Evolving trends in security 2020
By Anthony Young
As cyber attackers become more sophisticated, organisations and cyber security experts become better at dealing with threats. And as cyber security evolves, so too does the ingenuity of the cyber criminal. It’s not quite chicken-and-egg, but rather an ongoing cycle of improvement on both sides.
That’s not to say that the cyber attackers are winning; it just means in the current threat landscape businesses need to do all they can to mitigate the risk to their operations and customers, whether that’s from running the latest antivirus software, to having to deal with ransomware, DDoS, or a data breach. Especially when it comes to the fallout of these attacks.
Looking back at 2019, there were a number of high-profile security breaches, but it was GDPR that stole the headlines. In July we saw the first fines handed out as a consequence of the EU regulation. Marriott hotel group was fined nearly £100m after losing personal and credit card data in a massive hack of its guest records; while British Airways received an £183m fine for a similar data breach.

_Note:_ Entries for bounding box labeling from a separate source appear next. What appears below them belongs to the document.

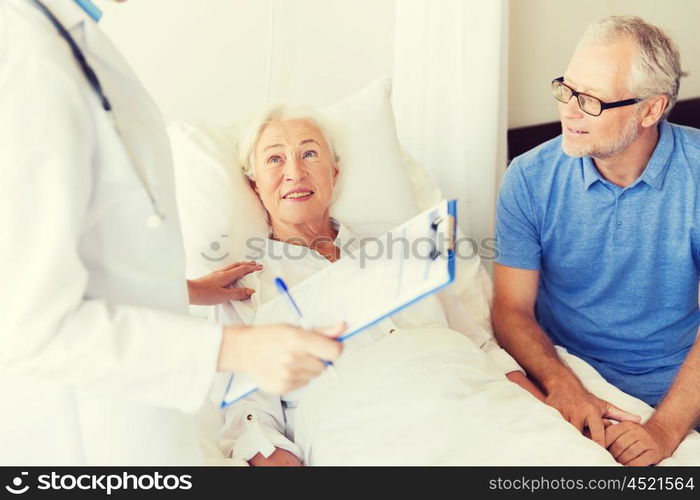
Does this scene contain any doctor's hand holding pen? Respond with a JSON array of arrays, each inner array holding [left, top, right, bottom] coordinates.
[[218, 322, 345, 394], [187, 261, 345, 394]]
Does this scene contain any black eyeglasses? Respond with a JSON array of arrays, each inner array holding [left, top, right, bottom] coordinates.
[[552, 76, 643, 116]]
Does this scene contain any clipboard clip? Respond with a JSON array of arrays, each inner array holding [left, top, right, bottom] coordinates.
[[430, 215, 455, 260]]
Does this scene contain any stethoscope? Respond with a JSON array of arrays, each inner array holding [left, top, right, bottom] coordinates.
[[29, 0, 165, 228]]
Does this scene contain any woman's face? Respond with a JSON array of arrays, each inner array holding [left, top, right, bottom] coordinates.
[[254, 120, 338, 224]]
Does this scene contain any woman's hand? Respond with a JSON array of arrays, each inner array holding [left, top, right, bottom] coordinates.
[[248, 448, 302, 467], [187, 261, 262, 306]]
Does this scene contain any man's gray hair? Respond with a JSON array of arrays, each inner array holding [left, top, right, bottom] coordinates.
[[578, 16, 687, 119], [238, 104, 340, 180]]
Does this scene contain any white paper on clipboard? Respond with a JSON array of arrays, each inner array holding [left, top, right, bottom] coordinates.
[[221, 200, 457, 408]]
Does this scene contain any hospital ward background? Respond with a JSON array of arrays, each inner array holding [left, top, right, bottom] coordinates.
[[90, 0, 700, 465]]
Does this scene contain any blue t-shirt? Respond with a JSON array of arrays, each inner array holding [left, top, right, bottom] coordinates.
[[496, 121, 700, 405]]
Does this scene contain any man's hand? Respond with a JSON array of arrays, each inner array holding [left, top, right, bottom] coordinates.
[[248, 448, 302, 467], [187, 261, 262, 306], [506, 371, 546, 401], [605, 422, 675, 466], [544, 386, 641, 448], [218, 323, 345, 394]]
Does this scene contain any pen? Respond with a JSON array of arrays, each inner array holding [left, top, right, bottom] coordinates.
[[275, 276, 338, 378]]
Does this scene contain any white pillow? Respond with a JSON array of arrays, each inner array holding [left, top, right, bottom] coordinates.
[[168, 78, 418, 277]]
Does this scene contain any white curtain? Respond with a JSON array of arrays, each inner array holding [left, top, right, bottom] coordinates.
[[393, 0, 508, 250]]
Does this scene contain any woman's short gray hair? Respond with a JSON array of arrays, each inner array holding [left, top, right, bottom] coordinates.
[[238, 104, 340, 180], [578, 16, 687, 119]]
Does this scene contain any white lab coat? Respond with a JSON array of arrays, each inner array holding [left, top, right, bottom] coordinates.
[[0, 0, 221, 464]]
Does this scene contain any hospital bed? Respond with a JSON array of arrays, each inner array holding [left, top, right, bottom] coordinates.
[[169, 78, 700, 465]]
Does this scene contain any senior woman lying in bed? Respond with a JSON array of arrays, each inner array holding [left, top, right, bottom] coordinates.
[[209, 107, 700, 465]]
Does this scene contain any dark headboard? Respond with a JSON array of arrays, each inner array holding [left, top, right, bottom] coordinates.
[[508, 97, 700, 162]]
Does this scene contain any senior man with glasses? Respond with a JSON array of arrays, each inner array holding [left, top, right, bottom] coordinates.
[[492, 16, 700, 465]]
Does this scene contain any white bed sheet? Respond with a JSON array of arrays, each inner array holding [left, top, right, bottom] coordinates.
[[197, 329, 700, 465]]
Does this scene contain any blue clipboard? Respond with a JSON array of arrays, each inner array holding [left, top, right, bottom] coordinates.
[[220, 200, 457, 408]]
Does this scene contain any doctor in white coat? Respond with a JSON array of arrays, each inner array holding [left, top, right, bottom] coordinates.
[[0, 0, 341, 465]]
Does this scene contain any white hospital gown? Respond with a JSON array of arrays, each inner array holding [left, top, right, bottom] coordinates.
[[212, 220, 610, 464]]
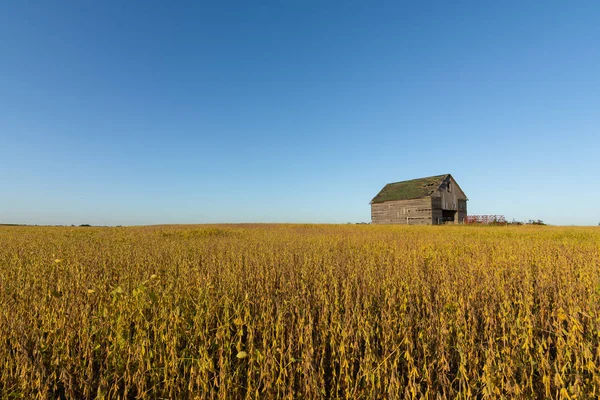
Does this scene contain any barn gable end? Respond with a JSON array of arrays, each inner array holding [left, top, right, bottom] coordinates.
[[371, 174, 468, 225]]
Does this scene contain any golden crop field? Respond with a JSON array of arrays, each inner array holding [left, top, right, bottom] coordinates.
[[0, 225, 600, 399]]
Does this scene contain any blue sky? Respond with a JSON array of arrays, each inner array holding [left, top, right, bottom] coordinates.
[[0, 0, 600, 225]]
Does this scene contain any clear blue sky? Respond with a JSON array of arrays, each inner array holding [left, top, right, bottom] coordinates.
[[0, 0, 600, 225]]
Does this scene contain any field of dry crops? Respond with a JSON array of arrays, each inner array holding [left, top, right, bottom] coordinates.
[[0, 225, 600, 399]]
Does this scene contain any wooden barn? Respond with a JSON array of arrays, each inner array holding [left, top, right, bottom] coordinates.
[[371, 174, 469, 225]]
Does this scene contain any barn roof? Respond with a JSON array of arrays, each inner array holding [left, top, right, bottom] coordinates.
[[371, 174, 450, 203]]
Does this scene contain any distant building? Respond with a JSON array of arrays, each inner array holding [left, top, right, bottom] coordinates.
[[371, 174, 469, 225]]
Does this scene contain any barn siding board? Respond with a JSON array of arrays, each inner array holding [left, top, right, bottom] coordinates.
[[371, 174, 468, 225], [371, 197, 432, 225]]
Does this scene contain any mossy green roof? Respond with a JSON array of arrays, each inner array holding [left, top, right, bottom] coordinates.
[[371, 174, 449, 203]]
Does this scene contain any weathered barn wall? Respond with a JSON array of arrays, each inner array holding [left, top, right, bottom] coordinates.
[[431, 176, 467, 210], [371, 174, 467, 225], [371, 197, 432, 225]]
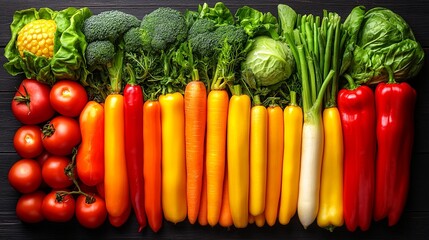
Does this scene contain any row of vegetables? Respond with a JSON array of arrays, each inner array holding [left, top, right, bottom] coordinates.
[[4, 2, 424, 232]]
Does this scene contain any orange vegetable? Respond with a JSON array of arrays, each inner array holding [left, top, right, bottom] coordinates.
[[206, 90, 229, 226], [76, 101, 104, 186], [104, 94, 130, 217], [143, 100, 163, 232], [184, 80, 207, 224]]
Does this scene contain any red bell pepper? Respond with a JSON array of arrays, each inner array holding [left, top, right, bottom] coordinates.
[[374, 80, 417, 226], [124, 66, 146, 232], [338, 76, 377, 231]]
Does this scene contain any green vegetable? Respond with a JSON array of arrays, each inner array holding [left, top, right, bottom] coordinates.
[[4, 7, 92, 85], [344, 6, 424, 84], [82, 10, 140, 100], [242, 36, 295, 87], [83, 10, 140, 42], [124, 27, 143, 53], [140, 7, 188, 52], [235, 6, 279, 39]]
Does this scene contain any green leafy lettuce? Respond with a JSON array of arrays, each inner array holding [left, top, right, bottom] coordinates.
[[4, 7, 92, 85], [344, 6, 424, 84]]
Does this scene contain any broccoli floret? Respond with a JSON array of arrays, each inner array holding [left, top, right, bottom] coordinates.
[[188, 18, 216, 38], [215, 25, 248, 49], [83, 10, 140, 42], [140, 7, 188, 51], [86, 41, 115, 66], [124, 27, 143, 53], [188, 18, 221, 58]]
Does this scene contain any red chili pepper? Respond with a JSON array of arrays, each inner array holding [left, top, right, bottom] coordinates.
[[124, 66, 146, 232], [338, 76, 377, 231], [374, 81, 417, 226]]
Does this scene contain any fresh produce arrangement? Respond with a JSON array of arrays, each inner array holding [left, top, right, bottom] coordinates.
[[4, 2, 424, 232]]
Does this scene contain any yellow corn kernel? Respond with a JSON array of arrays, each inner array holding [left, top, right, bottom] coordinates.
[[16, 19, 57, 58]]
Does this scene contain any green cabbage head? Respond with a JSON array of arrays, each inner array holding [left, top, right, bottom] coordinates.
[[344, 6, 424, 84], [242, 36, 295, 88]]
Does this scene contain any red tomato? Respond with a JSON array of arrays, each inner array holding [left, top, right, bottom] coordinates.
[[76, 195, 107, 228], [49, 80, 88, 117], [12, 79, 55, 124], [36, 150, 52, 167], [8, 158, 42, 193], [42, 116, 82, 156], [42, 190, 75, 222], [13, 125, 43, 158], [16, 191, 46, 223], [42, 156, 73, 188]]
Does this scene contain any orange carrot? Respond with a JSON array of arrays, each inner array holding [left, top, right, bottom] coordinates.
[[143, 100, 162, 232], [159, 92, 188, 223], [254, 213, 265, 227], [184, 80, 207, 224], [219, 168, 232, 227], [104, 94, 130, 217], [206, 90, 231, 226], [265, 106, 284, 226], [198, 158, 208, 226]]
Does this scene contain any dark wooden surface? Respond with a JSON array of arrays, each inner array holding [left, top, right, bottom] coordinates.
[[0, 0, 429, 239]]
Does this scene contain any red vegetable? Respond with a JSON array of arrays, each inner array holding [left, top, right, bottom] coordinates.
[[338, 76, 376, 231], [42, 190, 75, 222], [11, 79, 55, 124], [124, 67, 146, 232], [49, 80, 88, 117], [374, 81, 416, 226], [42, 115, 82, 156]]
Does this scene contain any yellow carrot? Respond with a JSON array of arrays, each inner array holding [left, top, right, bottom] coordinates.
[[249, 96, 266, 216], [159, 92, 187, 223], [265, 106, 284, 226], [227, 86, 250, 228], [206, 90, 229, 226], [279, 92, 303, 225], [317, 107, 344, 231]]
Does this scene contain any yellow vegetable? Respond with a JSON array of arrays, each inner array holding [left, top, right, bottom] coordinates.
[[16, 19, 57, 58], [317, 107, 344, 231], [265, 106, 284, 226], [249, 100, 268, 216], [278, 94, 303, 225], [227, 87, 250, 228]]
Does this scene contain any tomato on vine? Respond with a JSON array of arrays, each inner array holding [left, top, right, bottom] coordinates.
[[76, 195, 107, 228], [49, 80, 88, 117], [16, 191, 46, 223], [42, 155, 74, 189], [42, 190, 76, 222], [8, 159, 42, 193], [11, 79, 55, 124], [42, 115, 82, 156], [13, 125, 43, 158]]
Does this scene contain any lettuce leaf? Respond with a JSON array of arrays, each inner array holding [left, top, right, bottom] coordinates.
[[3, 7, 92, 85]]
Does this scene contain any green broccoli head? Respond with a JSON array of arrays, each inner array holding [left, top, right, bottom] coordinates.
[[140, 7, 188, 51], [188, 18, 220, 58], [215, 25, 249, 49], [82, 10, 141, 42], [188, 18, 216, 38], [85, 41, 115, 66], [124, 27, 143, 52]]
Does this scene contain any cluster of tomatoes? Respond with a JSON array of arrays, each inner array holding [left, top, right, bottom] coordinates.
[[8, 79, 107, 228]]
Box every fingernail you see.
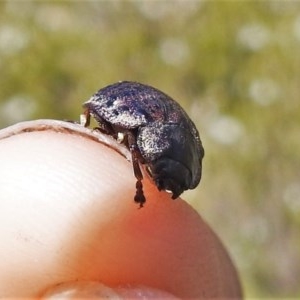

So, what are we in for in 2020? How will the threat landscape change and what should businesses look out for when putting together their cyber security strategies for the new year? Here are our five predicted trends for next year:
Greater risk in the cloud
Security has long been a challenge to cloud services. While it has been largely overcome, with the sharp increase in moving workloads to public cloud, there will be increased opportunity for hackers to use some aspect of technology to hack a business.
In part, it is the convenience of cloud that increases the risk, such as single-sign-on functionality used by many software-as-a-service (SaaS) based applications, as well as PaaS and IaaS, making it easier for hackers to gain access to the wider business.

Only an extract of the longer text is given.